O estudo de Carlos Walter mostra ainda uma dissociação entre o grau de mobilização dos movimentos de sem-terra e a violência no campo. No ano passado, segundo dados da Comissão da Pastoral da Terra (CPT), a Amazônia teve apenas 15,3% das ocupações, mas concentrou 45,6% dos conflitos no campo, o que inclui famílias despejadas e expulsas e assassinatos. Na Região Centro-Sul, ocorre o inverso: 44,5% das ocupações e 25,2% dos conflitos.

- Isso mostra que a violência contra o trabalhador rural não está associada à ação dos movimentos de sem-terra - afirmou. (F.A)

Sem-terra para espantar grileiros
Presidente do Incra diz que escolha visa à 'ocupação sustentável'

Alan Gripp

O presidente do Incra, Rolf Hachbart, disse que a escolha da Amazônia para concentrar grande parte dos assentamentos de terra do país não é por acaso. Embora admita a dificuldade de levar infra-estrutura às áreas de floresta, Hachbart enumera vantagens. Segundo ele, há muitas famílias sem-terra na região e muitas terras federais disponíveis.
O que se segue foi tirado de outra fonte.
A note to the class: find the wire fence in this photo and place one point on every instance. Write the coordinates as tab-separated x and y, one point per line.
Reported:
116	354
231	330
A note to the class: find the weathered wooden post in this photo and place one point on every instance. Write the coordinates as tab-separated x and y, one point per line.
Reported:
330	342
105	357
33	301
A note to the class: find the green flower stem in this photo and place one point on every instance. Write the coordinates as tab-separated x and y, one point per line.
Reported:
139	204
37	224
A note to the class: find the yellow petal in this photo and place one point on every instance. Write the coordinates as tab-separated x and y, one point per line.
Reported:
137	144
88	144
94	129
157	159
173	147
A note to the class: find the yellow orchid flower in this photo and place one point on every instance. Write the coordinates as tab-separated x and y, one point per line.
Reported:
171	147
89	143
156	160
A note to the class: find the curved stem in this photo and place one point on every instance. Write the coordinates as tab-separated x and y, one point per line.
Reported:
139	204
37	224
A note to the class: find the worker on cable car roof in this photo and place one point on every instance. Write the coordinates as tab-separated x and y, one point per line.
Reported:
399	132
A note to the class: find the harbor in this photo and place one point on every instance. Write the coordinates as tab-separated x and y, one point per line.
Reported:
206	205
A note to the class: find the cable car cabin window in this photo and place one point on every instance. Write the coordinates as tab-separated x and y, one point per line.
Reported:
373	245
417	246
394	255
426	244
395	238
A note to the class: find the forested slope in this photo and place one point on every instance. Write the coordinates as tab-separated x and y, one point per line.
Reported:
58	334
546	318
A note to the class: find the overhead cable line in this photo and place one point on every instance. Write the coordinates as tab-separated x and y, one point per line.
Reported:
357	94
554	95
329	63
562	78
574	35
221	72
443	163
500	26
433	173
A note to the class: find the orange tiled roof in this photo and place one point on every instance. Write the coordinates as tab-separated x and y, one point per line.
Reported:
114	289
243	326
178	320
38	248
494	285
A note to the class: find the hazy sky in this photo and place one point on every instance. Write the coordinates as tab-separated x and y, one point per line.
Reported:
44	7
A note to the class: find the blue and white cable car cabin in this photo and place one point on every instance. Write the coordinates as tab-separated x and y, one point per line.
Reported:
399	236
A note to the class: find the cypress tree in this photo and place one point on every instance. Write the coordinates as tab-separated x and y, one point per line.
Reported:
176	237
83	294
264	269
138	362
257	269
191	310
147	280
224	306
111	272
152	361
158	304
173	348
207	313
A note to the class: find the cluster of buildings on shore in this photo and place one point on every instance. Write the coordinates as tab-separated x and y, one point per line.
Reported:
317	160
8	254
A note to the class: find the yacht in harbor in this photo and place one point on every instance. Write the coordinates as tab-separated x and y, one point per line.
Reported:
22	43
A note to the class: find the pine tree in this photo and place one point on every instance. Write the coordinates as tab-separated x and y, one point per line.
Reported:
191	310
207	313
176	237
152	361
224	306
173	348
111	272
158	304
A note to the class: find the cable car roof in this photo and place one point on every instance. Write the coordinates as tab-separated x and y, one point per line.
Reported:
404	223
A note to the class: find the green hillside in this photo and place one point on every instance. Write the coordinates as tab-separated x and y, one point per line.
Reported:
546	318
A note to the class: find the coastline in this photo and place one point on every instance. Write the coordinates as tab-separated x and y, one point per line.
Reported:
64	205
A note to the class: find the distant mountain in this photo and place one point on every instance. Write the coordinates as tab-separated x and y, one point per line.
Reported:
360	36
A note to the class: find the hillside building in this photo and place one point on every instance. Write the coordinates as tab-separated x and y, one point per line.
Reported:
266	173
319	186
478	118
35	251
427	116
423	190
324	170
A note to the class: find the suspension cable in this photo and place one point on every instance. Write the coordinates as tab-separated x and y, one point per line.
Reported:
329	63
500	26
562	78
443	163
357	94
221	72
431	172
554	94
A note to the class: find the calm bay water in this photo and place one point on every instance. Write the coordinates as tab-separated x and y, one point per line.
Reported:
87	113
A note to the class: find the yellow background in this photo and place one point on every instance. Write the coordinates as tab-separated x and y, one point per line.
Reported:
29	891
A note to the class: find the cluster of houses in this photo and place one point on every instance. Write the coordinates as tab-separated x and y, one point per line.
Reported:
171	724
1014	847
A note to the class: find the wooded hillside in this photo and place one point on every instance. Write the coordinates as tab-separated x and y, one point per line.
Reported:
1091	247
Outra alegação é que os assentamentos se encaixam no plano de ocupação sustentável da floresta. A idéia é fazer os assentados ocuparem o lugar dos grileiros:

- As famílias são assentadas em áreas ocupadas por grilagem ou propriedades privadas.

Ele diz ter visitado recentemente os assentamentos em Marabá e Santarém, no Pará, e constatado as dificuldades das famílias.

Mas pondera que, dentro de suas limitações, o governo tem aumentado a oferta de crédito aos trabalhadores rurais:

- No Pará, ano passado, concedemos mais de R$ 500 milhões em crédito para os assentados. É uma demanda grande, mas estamos recuperando a capacidade operacional do Incra para encarar o problema de frente.

Segundo o Incra, na Região Norte foram feitos 355 dos 1.656 assentamentos dos três primeiros anos do governo Lula. Se forem somados os assentamentos de Mato Grosso e Maranhão, esse número sobe para 720, o que representa 43,4% dos assentamentos de todo o país no período. Esse dado diverge do apresentado pelo geógrafo Carlos Gonçalves. Segundo ele, o número de assentamentos nessa região representa 66,3% dos realizados de 2003 a 2005. Mas, de acordo com o Incra, o percentual das áreas destinadas para assentamento na Região Norte é ainda maior: 87% do total (mais de 20 milhões de hectares).